The post above describes the problem quite well, so there’s little need for me to reproduce it here.

However, where hypothesis provides a rather nice mechanism for creating command based property tests, we have to do a little extra work ourselves, and effectively create a little language, and associated interpreter. This approach is useful when testing stateful systems (albeit ones that we can usefully seperate from the rest of a potentially noisy system) and has been used to find errors in LevelDB and Riak amongst others.

The core of the test should be reasonably easy; we create a default state; apply each command in turn to the state, and if we have finished, we return false. False? Hang on.

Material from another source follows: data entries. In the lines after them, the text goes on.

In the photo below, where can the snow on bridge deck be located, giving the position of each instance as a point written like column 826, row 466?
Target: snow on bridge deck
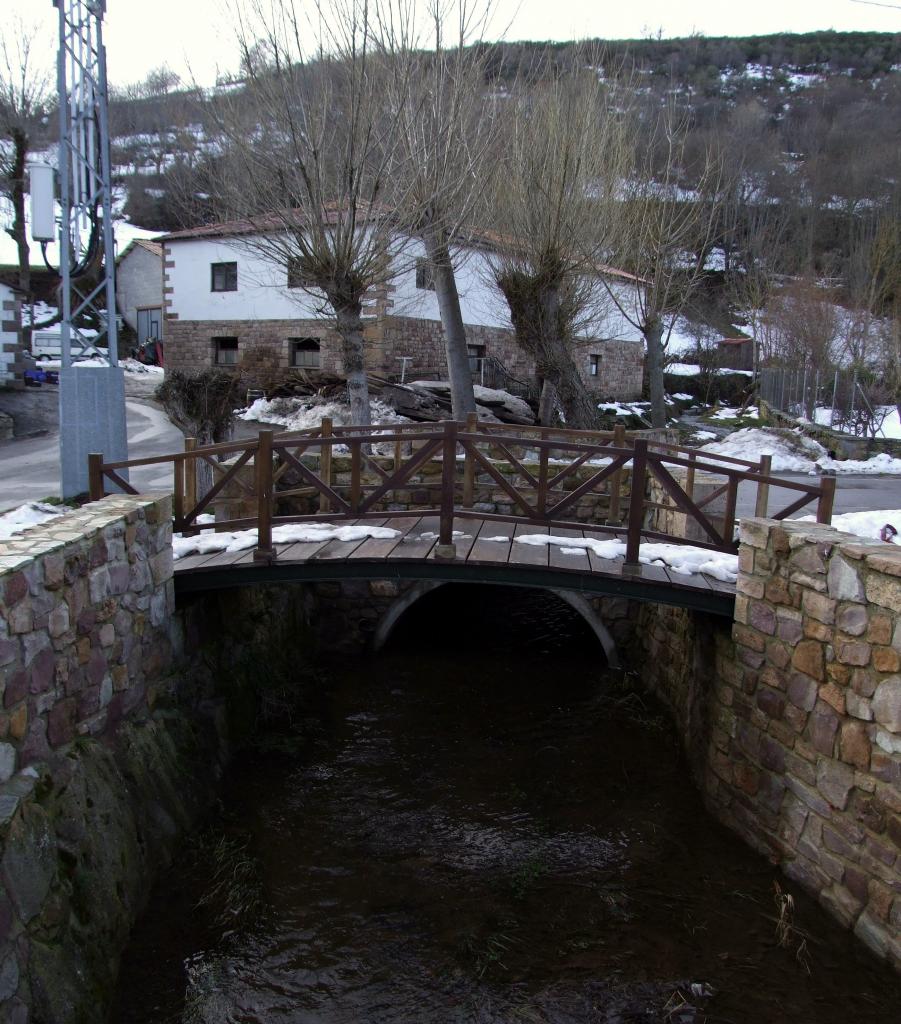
column 485, row 553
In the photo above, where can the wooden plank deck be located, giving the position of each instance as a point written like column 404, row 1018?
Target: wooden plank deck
column 486, row 552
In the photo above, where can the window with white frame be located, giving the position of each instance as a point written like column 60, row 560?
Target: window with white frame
column 425, row 274
column 223, row 276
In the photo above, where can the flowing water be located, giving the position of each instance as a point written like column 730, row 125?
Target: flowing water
column 482, row 824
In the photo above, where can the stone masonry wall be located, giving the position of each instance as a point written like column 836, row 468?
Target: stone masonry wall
column 264, row 350
column 796, row 729
column 96, row 782
column 117, row 715
column 85, row 603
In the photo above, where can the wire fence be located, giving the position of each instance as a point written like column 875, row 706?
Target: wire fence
column 832, row 398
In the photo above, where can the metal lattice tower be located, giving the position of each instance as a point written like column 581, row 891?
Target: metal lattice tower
column 91, row 397
column 86, row 248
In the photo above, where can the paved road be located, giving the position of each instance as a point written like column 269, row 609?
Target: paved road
column 30, row 467
column 853, row 494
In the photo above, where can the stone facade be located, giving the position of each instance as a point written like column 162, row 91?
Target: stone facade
column 11, row 366
column 264, row 350
column 85, row 605
column 113, row 734
column 795, row 729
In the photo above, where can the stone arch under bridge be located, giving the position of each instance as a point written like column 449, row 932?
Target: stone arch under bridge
column 576, row 601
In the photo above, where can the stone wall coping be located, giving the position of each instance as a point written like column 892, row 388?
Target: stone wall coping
column 852, row 545
column 77, row 524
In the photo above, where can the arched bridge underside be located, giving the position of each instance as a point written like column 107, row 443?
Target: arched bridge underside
column 488, row 559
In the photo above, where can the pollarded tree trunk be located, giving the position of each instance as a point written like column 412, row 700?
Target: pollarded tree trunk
column 349, row 326
column 547, row 404
column 18, row 230
column 462, row 397
column 653, row 336
column 578, row 407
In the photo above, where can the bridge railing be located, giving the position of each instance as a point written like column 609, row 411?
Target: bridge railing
column 544, row 473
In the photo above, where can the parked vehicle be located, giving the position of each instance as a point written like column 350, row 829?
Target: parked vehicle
column 47, row 345
column 35, row 376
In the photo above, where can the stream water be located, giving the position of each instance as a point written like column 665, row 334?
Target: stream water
column 481, row 824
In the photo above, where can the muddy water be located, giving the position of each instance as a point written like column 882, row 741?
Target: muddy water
column 481, row 825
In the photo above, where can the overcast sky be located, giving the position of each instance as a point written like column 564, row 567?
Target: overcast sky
column 142, row 34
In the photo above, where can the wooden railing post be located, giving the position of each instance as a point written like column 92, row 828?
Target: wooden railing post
column 729, row 512
column 689, row 475
column 542, row 498
column 446, row 549
column 636, row 503
column 614, row 516
column 763, row 488
column 326, row 463
column 827, row 499
column 95, row 476
column 469, row 463
column 189, row 477
column 263, row 466
column 178, row 494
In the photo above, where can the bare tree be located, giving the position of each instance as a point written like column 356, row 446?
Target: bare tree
column 25, row 92
column 885, row 264
column 443, row 133
column 553, row 206
column 805, row 326
column 670, row 217
column 759, row 230
column 307, row 151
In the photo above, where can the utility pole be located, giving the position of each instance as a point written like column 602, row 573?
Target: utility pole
column 91, row 398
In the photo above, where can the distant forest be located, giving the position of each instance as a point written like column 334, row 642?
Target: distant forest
column 808, row 128
column 699, row 60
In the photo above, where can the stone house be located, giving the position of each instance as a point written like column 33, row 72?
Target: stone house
column 10, row 336
column 227, row 305
column 139, row 289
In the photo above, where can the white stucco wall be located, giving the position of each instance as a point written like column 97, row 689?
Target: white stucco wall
column 8, row 339
column 262, row 291
column 138, row 283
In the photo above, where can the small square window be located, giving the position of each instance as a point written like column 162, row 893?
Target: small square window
column 223, row 276
column 296, row 275
column 225, row 351
column 305, row 352
column 425, row 275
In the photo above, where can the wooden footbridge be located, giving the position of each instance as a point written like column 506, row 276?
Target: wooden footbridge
column 456, row 498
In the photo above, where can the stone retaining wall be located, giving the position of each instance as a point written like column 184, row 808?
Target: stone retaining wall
column 795, row 732
column 115, row 727
column 85, row 607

We return false because quickcheck is normally used to find the smallest input that causes an assertion to fail, wheras we want to find the smallest input that meets our finishing criteria; so we have to invert the logic involved; and pretend to quickcheck that our test has failed.

quickcheck! {
    fn diehard(xs: Vec<Op>) -> bool {
        // println!("{:?}", xs);
        let mut st = State::default();
        for o in xs {
            st.apply(o);
            st.assert_invariants();
            if st.finished() { return false; }
        }
        return true
    }
}

Now, the reason that this kind of property testing is so quick to solve the problem is down to two points:

Short cut evaluation
Shrinking

We short-cut evaluation of the sample data; so a working subsequence within the input will abort input as soon as the problem is solved. It’s more than likely that if we were to say, not notice that the problem had been solved …

… so whenever our state machine finds that the big jug contains exactly 4 liters of water, we break out of the loop and return false to quickcheck to indicate that it’s a match (normally, this would mean a test failure).

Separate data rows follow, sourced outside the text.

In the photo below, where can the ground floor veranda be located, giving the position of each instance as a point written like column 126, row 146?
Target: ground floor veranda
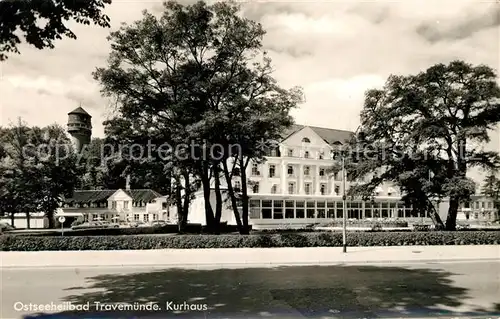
column 318, row 208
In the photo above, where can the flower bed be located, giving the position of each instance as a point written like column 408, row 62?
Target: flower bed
column 317, row 239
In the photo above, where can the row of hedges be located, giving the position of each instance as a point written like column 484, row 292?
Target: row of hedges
column 167, row 229
column 324, row 239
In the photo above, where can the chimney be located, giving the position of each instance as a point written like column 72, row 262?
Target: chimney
column 127, row 182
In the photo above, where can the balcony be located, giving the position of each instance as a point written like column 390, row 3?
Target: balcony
column 256, row 173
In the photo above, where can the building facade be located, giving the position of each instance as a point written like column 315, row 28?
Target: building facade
column 295, row 185
column 129, row 205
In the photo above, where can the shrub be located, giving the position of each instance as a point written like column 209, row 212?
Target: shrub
column 318, row 239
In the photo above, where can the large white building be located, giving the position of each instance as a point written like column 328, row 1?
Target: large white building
column 294, row 185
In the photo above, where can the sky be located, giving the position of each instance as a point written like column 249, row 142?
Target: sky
column 334, row 50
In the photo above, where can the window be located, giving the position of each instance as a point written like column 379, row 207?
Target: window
column 267, row 209
column 278, row 209
column 299, row 211
column 255, row 169
column 307, row 170
column 311, row 210
column 331, row 209
column 307, row 188
column 272, row 170
column 256, row 188
column 274, row 189
column 289, row 209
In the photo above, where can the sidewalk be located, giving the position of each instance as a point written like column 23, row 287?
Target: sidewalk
column 249, row 257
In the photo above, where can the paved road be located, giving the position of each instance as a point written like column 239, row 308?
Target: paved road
column 397, row 290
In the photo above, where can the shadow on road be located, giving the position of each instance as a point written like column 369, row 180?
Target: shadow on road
column 285, row 292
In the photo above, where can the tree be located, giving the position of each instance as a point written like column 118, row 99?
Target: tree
column 193, row 73
column 491, row 189
column 38, row 169
column 43, row 21
column 58, row 169
column 432, row 123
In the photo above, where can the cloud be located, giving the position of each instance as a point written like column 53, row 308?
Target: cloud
column 335, row 50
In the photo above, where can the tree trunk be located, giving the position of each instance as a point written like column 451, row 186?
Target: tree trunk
column 434, row 214
column 209, row 213
column 244, row 197
column 178, row 203
column 218, row 200
column 28, row 221
column 451, row 219
column 232, row 196
column 187, row 196
column 50, row 219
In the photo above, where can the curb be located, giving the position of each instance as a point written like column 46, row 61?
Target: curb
column 260, row 264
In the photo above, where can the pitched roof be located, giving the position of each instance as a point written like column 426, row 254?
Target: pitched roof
column 99, row 196
column 79, row 110
column 328, row 134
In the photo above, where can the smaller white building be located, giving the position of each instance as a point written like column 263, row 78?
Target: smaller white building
column 144, row 205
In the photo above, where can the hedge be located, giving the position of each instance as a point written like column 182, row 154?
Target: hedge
column 323, row 239
column 167, row 229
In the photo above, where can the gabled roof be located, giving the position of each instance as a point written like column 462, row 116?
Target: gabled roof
column 99, row 196
column 79, row 110
column 331, row 136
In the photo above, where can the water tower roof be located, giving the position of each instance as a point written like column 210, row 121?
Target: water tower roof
column 79, row 110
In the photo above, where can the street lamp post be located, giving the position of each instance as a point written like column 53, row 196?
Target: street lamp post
column 344, row 211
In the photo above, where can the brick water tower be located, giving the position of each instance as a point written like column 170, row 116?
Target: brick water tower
column 79, row 127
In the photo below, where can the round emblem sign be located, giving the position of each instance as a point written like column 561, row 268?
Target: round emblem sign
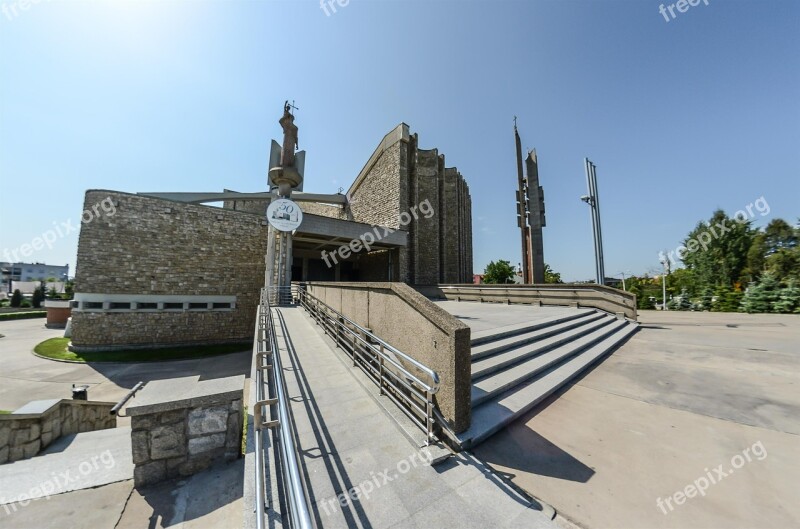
column 284, row 215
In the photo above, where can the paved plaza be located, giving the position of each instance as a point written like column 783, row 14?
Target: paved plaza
column 689, row 392
column 25, row 377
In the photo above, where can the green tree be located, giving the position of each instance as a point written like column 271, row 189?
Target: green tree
column 779, row 234
column 498, row 272
column 720, row 250
column 727, row 299
column 756, row 257
column 16, row 298
column 761, row 296
column 69, row 289
column 550, row 276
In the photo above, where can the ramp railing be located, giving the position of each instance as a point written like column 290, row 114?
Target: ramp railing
column 407, row 382
column 272, row 411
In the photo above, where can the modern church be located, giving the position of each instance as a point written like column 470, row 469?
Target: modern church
column 165, row 269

This is something of a conceit, too, as we very much rely on the fact we can generate long sequences of random steps, and hope that a valid subsequence exists somewhere; which vastly increases the chances of this succeeding.

The second part of the secret sauce here, and what makes quickcheck and friends so effective as testing tools, is automatic reduction of test cases. Quite often, when quickcheck first manages to find a failing test case, it’ll be somewhere in the middle of a rather absurdly large amount of randomly generated data. And manually digging through a large amount of (usually) meaningless data is rarely fun.

So, quickcheck will then proceed to remove items from the input sequence (in the case of our Vec<Op> input sequence), and re-apply them to see if the input still provokes the failure. In our case, we can see that any steps in the sequence after we have terminate will be ignored, and thus are safe to throw away (although quickcheck has to try this the old fashioned way; just by removing an item and trying the test without it).

Also, we can easily intuit that most operations early in the sequence will have little to impact on a later terminating state, as the range of states in our model is reasonably limited, but also because any subsequence containing EmptyBigJug and EmptySmallJug steps (but containing both) will empty both jugs, and thus reset us back to our starting state. So intuitively, anything before this pair can be safely removed too.

There are likely other puzzles that we could apply this to, such as the n-queens puzzle. But, as we’ve mentioned, the efficacy of this approach relies on how we encode the problem. We want to take advantage of the backtracking offered to optimise the search, as the range of possible states for other puzzles can be somewhat larger. Hence, you’d likely want to be able to provide more hints to the engine as to how to execute the search.